La pose des pierres architecturales vaut à chaque joueur un point de Civilisation par pierre, une caresse du regard vaut un point, un sonnet vingt points, une amitié trente points, une technologie innovante et positive, qu’il s’agisse d’usinage, d’organisme génétiquement modifié, de nanotechnologie ou d’informatique, vaut cinquante points, un amour soixante points, l’éros accompli quatre-vingts, la création d’une œuvre d’art réussie vaut cent points, deux cents s’il s’agit sur Calliopa d’une œuvre d’art totale, sans compter dans les deux cas précédents l’immortalité muséale conférée à son joueur-auteur. Une religion paisible aux transcendances puissantes vaut également deux cents points. Une constitution équilibrée, tolérante et effective vaut trois cent points, en tant qu’œuvre d’art politique…
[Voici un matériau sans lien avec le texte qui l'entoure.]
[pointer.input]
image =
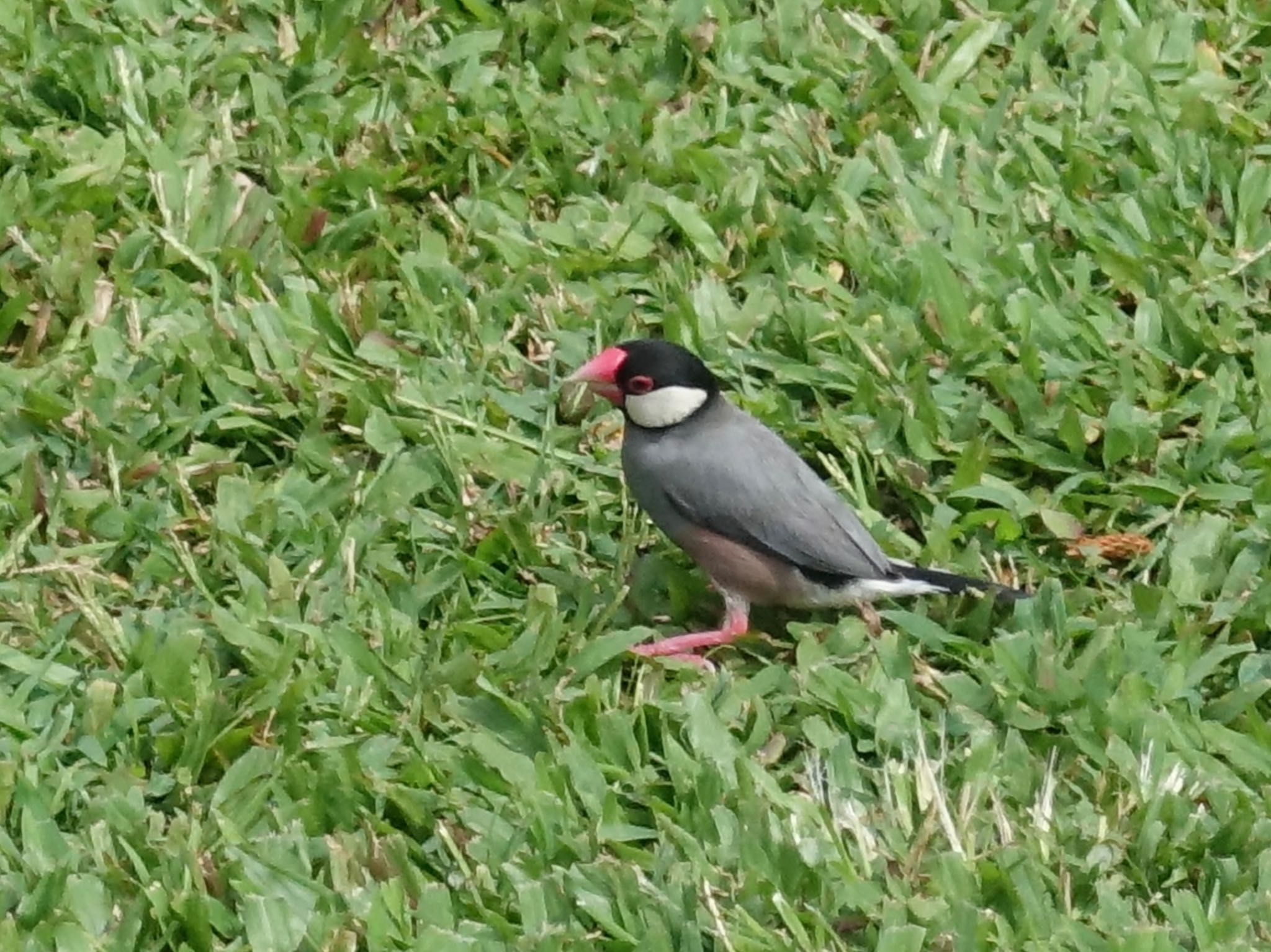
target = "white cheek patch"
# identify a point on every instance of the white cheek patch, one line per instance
(664, 407)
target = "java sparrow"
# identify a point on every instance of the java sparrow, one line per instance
(749, 511)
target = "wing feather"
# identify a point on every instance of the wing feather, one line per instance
(737, 478)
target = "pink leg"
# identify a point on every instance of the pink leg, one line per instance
(736, 622)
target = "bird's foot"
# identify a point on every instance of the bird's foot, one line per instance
(681, 646)
(872, 619)
(684, 644)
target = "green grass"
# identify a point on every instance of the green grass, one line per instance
(314, 601)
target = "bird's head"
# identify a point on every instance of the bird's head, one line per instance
(656, 383)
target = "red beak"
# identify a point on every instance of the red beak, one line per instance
(600, 374)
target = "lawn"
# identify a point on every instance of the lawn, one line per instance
(315, 589)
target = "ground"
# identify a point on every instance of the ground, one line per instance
(315, 590)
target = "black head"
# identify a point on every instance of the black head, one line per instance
(653, 364)
(657, 384)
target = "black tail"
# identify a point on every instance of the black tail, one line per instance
(955, 584)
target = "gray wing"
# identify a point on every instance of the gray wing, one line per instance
(732, 476)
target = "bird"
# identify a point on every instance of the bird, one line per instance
(753, 515)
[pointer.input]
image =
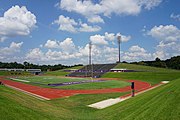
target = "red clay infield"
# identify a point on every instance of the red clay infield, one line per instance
(51, 93)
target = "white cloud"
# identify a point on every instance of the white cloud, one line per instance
(123, 37)
(17, 21)
(66, 24)
(51, 44)
(169, 37)
(165, 33)
(13, 48)
(35, 55)
(136, 48)
(70, 25)
(98, 40)
(95, 19)
(136, 53)
(86, 28)
(149, 4)
(67, 45)
(107, 7)
(176, 17)
(110, 36)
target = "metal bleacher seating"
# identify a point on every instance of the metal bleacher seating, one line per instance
(94, 70)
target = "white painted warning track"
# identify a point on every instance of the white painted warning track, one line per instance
(19, 80)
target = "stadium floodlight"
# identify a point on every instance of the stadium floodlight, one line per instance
(90, 47)
(119, 42)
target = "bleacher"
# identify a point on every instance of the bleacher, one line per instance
(94, 70)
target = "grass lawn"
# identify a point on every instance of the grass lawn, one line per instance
(160, 103)
(50, 79)
(97, 85)
(93, 85)
(61, 72)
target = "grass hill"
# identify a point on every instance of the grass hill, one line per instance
(161, 103)
(152, 75)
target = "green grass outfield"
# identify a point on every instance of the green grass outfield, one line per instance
(159, 104)
(61, 72)
(152, 75)
(93, 85)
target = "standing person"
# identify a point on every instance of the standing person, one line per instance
(132, 87)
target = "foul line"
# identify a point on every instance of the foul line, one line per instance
(109, 102)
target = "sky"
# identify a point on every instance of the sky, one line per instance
(59, 31)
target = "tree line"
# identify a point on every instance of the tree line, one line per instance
(172, 63)
(27, 65)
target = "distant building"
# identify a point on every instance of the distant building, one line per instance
(32, 71)
(121, 70)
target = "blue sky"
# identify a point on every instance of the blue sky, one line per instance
(58, 31)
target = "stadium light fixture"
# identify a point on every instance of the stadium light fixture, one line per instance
(119, 42)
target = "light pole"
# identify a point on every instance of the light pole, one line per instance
(119, 42)
(90, 47)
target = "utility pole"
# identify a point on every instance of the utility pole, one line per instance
(90, 47)
(119, 42)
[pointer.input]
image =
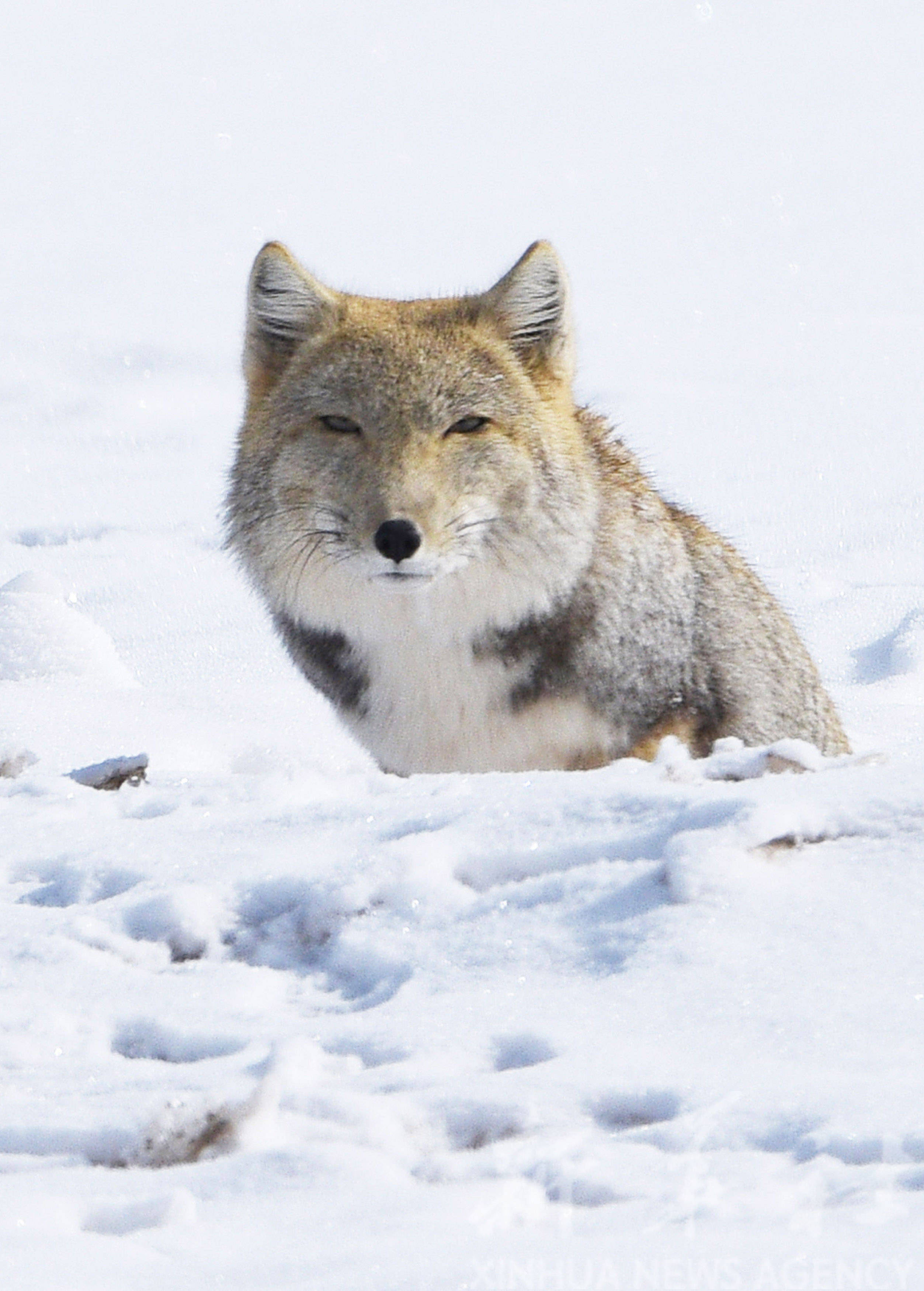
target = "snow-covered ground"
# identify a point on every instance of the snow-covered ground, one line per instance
(274, 1019)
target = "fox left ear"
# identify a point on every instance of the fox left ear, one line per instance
(286, 305)
(531, 305)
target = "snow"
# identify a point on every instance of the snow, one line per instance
(274, 1019)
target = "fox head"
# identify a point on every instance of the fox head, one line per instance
(411, 449)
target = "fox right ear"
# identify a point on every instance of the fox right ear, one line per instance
(286, 305)
(531, 305)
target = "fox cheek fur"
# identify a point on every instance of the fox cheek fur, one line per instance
(473, 570)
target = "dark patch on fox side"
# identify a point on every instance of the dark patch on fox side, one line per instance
(562, 654)
(327, 660)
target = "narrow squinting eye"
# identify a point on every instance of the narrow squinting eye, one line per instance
(465, 425)
(343, 425)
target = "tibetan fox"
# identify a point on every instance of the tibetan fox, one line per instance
(473, 570)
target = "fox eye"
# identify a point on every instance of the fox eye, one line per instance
(343, 425)
(466, 425)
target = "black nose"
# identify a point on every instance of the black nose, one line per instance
(398, 540)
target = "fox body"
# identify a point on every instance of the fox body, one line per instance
(474, 571)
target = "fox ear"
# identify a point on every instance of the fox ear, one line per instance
(531, 305)
(284, 307)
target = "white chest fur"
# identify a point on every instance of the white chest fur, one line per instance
(431, 704)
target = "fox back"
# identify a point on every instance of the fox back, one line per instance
(470, 567)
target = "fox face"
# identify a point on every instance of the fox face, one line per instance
(423, 450)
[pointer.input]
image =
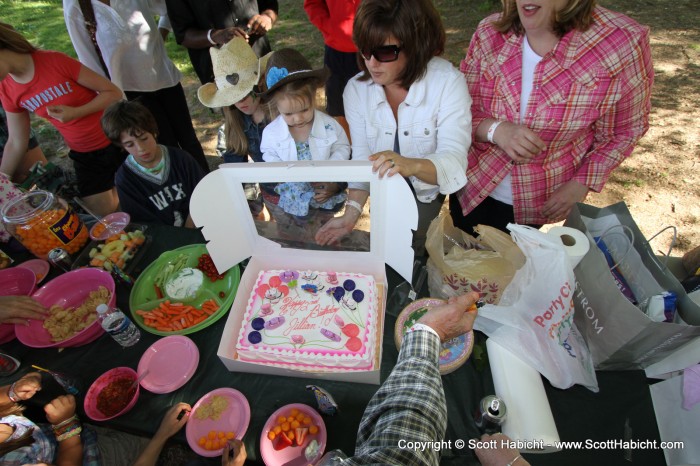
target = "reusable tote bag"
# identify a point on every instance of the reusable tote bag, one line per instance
(619, 335)
(459, 263)
(535, 316)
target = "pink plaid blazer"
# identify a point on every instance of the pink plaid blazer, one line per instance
(590, 104)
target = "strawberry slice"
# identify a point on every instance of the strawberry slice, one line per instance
(300, 434)
(282, 442)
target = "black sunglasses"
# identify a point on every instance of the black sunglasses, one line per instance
(383, 53)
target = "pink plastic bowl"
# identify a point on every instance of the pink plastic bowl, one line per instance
(14, 282)
(98, 385)
(69, 290)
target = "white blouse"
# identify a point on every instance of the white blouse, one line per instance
(129, 40)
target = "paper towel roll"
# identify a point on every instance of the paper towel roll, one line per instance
(529, 417)
(575, 243)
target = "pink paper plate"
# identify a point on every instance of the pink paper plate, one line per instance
(235, 419)
(39, 266)
(292, 455)
(170, 362)
(7, 333)
(14, 281)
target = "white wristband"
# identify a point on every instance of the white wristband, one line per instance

Chaque société étant libre de prospérer et d’inventer, déjà l’on voit se mettre en place, depuis le solitaire ordinateur d’un rêveur entreprenant, la fondation de la Cité céleste et ses voix d’anges exaltées sur Euterpa, à laquelle d’autres joueurs, voire un collectif de joueurs, peuvent apporter leur partition, leur logiciel et leurs fonctionnalités si le fondateur y consent. Plus loin, l’un imagine de faire revivre et réussir les communautés anarchistes agricoles du XIX°, l’autre de mettre en scène sur Thalius la bourgeoisie commerçante hanséatique. Ainsi, sur Eratora, les Anasazi du Nouveau Mexique peignent de nouveau sur le sable, les condottières de la Renaissance italienne, le livre de Machiavel à la main, établissent la paix autour de la prospérité florentine, les quakers de la Nouvelle Angleterre concourent aux brouillons et à l’achèvement de la constitution américaine à la fin du XVIII°. Cependant, les civilisations conceptuelles et utopiques ont autant de réalités que les autres. Sur Terpsichora, nait le ballet Alice, développé à partir du livre de Lewis Carroll. Un joueur restitue l’Ile d’utopie de Thomas More avec ses habitants, ses structures économiques et sociales, un autre donne vie à la société communiste idéale telle que l’a rêvée Marx à la fin du Manifeste du parti Communiste… D’autres réécrivent l’histoire en célébrant la réalité des plus belles uchronies. Un joueur spécialiste de l’antiquité romaine imagine d’engager Auguste à libérer tous les esclaves, préparant la première démocratie constitutionnelle alliée avec un tolérant polythéisme, évitant ainsi les succès planétaires d’un obscur prophète appelé Jésus et cantonnant par la suite dans les sables brûlants de l’Arabie un Islam à jamais resté embryonnaire et desséché. Un autre fait intervenir militairement l’Angleterre et la France lors de la remilitarisation de la Rhénanie puis de la prise avortée des Sudètes empêchant ainsi Hitler d’être autre chose qu’un médiocre tyran bientôt affaibli par la prospérité des démocraties environnantes et chassé sous les huées du peuple allemand.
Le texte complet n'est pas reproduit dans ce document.